In first for states, Texas bans DeepSeek, RedNote apps from government-issued devices
Following worries about data privacy and national security caused by the proliferation of Chinese-owned apps, Texas Gov. Greg Abbott on Friday issued an order banning the apps DeepSeek and RedNote from state government-issued devices.
The ban that includes artificial intelligence app DeepSeek and social media platform RedNote also extends to other apps affiliated with the People’s Republic of China and the Chinese Communist Party, such as Webull, Tiger Brokers, Moomoo and Lemon8, a social media app owned by TikTok parent company Bytedance.
Abbott’s proclamation makes Texas the first state to explicitly block these apps, which mirrors closely the flurry of actions taken by states in 2022 and 2023 to ban TikTok and other apps linked to “evil foreign governments,” as one 2023 ban led by former South Dakota Gov. Kristi Noem declared.
DeepSeek’s AI-powered chatbot, which launched globally on Jan. 20, created waves after rapidly gaining popularity and upending markets by proving it can compete with industry leaders like OpenAI and Anthropic, but at a fraction of the cost.

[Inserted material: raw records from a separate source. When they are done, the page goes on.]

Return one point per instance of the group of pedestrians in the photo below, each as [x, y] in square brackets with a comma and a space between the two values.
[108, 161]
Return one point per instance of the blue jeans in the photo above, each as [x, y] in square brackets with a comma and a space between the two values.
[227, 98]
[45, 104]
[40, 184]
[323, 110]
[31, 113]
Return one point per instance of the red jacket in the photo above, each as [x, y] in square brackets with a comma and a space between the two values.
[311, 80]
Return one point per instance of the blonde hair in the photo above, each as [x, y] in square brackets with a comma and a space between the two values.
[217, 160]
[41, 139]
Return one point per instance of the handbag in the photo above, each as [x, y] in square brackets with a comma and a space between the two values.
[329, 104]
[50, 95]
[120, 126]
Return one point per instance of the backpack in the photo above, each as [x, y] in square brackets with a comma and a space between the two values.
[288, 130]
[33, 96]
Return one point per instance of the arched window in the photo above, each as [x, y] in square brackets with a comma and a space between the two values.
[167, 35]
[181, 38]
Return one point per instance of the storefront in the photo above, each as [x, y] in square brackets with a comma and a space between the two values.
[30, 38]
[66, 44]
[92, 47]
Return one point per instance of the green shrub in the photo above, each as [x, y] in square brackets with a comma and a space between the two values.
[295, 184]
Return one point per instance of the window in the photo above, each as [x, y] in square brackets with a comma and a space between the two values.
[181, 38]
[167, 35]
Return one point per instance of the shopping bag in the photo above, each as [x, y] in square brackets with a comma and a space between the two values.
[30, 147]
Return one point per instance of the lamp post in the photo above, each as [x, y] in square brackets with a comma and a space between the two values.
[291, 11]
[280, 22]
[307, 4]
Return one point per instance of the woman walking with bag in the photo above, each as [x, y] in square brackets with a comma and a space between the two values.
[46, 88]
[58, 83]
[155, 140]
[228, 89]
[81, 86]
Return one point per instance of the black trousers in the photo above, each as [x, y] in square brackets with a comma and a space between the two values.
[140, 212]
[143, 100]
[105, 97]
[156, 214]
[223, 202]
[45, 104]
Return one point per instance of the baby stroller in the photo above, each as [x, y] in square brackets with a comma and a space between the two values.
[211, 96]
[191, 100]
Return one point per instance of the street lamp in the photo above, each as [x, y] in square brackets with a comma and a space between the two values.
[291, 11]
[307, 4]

A nationwide ban on TikTok, first proposed by Trump in 2020 and passed by Congress last year under former President Joe Biden, directed ByteDance to divest from the platform. In response, millions of U.S. users flocked to RedNote, which offers e-commerce and similar social media functions. On Jan. 20, one day after TikTok’s service was to be suspended, Trump ordered a 75-day pause on the ban’s enforcement.
“Texas will not allow the Chinese Communist Party to infiltrate our state’s critical infrastructure through data-harvesting AI and social media apps,” Abbott said in a statement Friday. “To achieve that mission, I ordered Texas state agencies to ban Chinese government-based AI and social media apps from all state-issued devices. State agencies and employees responsible for handling critical infrastructure, intellectual property, and personal information must be protected from malicious espionage operations by the Chinese Communist Party. Texas will continue to protect and defend our state from hostile foreign actors.”
Abbott’s order draws on the TikTok ban he issued in 2022, which directed all state agencies to ban the download or use of the app on government-issued devices. That ban was challenged in court, with a First Amendment advocacy group filing a complaint citing the ban’s disruption to research and education across public universities — but in December 2023, a Texas federal district court upheld the ban.